In 1998, the U.S. Army Corps of Engineers began a study on projects to fix flooding problems. In cooperation with Corps, the Herkimer-Oneida Counties Comprehensive Planning Program (HOCCPP), and DEC began to study non-structural alternatives to prevent flooding. At this time DEC and HOCCPP developed flood management plan. Then in 2005, a study was performed and found that most sediment was caused by bank erosion at about 20 major locations along the creek. The sediment is then deposited which increases the streambed elevation, which reduces its carrying capacity and causes flooding.

In June 2013, in response to major flooding in the area, the NYSDOT along with the DEC, hired Milone and MacBroom, to study the watersheds of thirteen creeks in Herkimer, Oneida and Montgomery Counties, which included Fulmer Creek. Flood prevention projects were proposed and recommendations were made to prevent future floods. The study found that a large amount of steep slopes were prone to sliding, which contributes a large amount of sediment load on the creek. The study also listed three high risk areas that contribute to flooding. The first area is near where State Route 168 crosses the creek twice. The main problem was a large bank failure that was a major contributor to fine and course sediments and threatened the house and property located at the top of the bank failure on Casey Road. The bank failure was about 550 ft, and was approximately 220 ft. Work began on this section in early 2020. The project moved the creek channel away from the bank, and added 2,500 tons of boulder, 2,000 tons of retaining rock, and 2,700 tons of stackable boulder. Also willow trees were added to further prevent erosion.
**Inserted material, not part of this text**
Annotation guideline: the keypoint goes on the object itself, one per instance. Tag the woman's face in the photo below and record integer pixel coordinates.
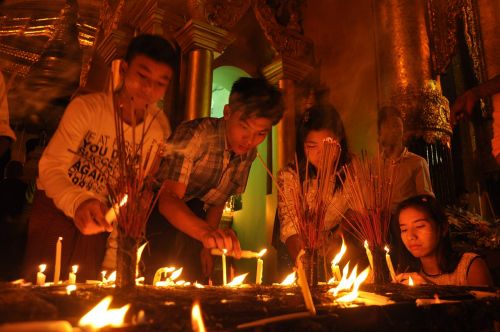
(313, 144)
(419, 232)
During the project a large pump was used to bypass the work area, which allowed work to be completed on both sides of the stream without interrupting flow.

The second high risk area was the section of the creek from Leatherstocking Trailer Park to where the creek passed under State Route 28. During the June 2013 flood, most of the trailers in the Leatherstocking park were seriously damaged, and some were completely destroyed. This section of the creek also experienced flooding in February 2014 due to an ice jam. This area also contained a large bank failure which was also a major contributor. This bank failure was about 300 ft at its base, and was approximately 140 ft, which was less severe than the first area. If this section hadn't been rebuilt, the erosion would have effected the run-away truck ramp on State Route 28.

The third area was the section from Devendorf Street to slightly downstream of West Main Street. The major problem in this section was high amounts of sediment accumulation, which decreases flow capacity. Houses along Firman Street and Mohawk Central Valley School have received flood damage in the past. After the flood, dredging was performed to restore some of the creeks capacity. The project was approved and reconstruction on this section began in early summer of 2019, and concluded by the end of the year. The $1.4 million project completed by The Hubbell Companies, reconstructed the section, which eliminated a few houses and Harter Street, which ran along the section that was reconstructed.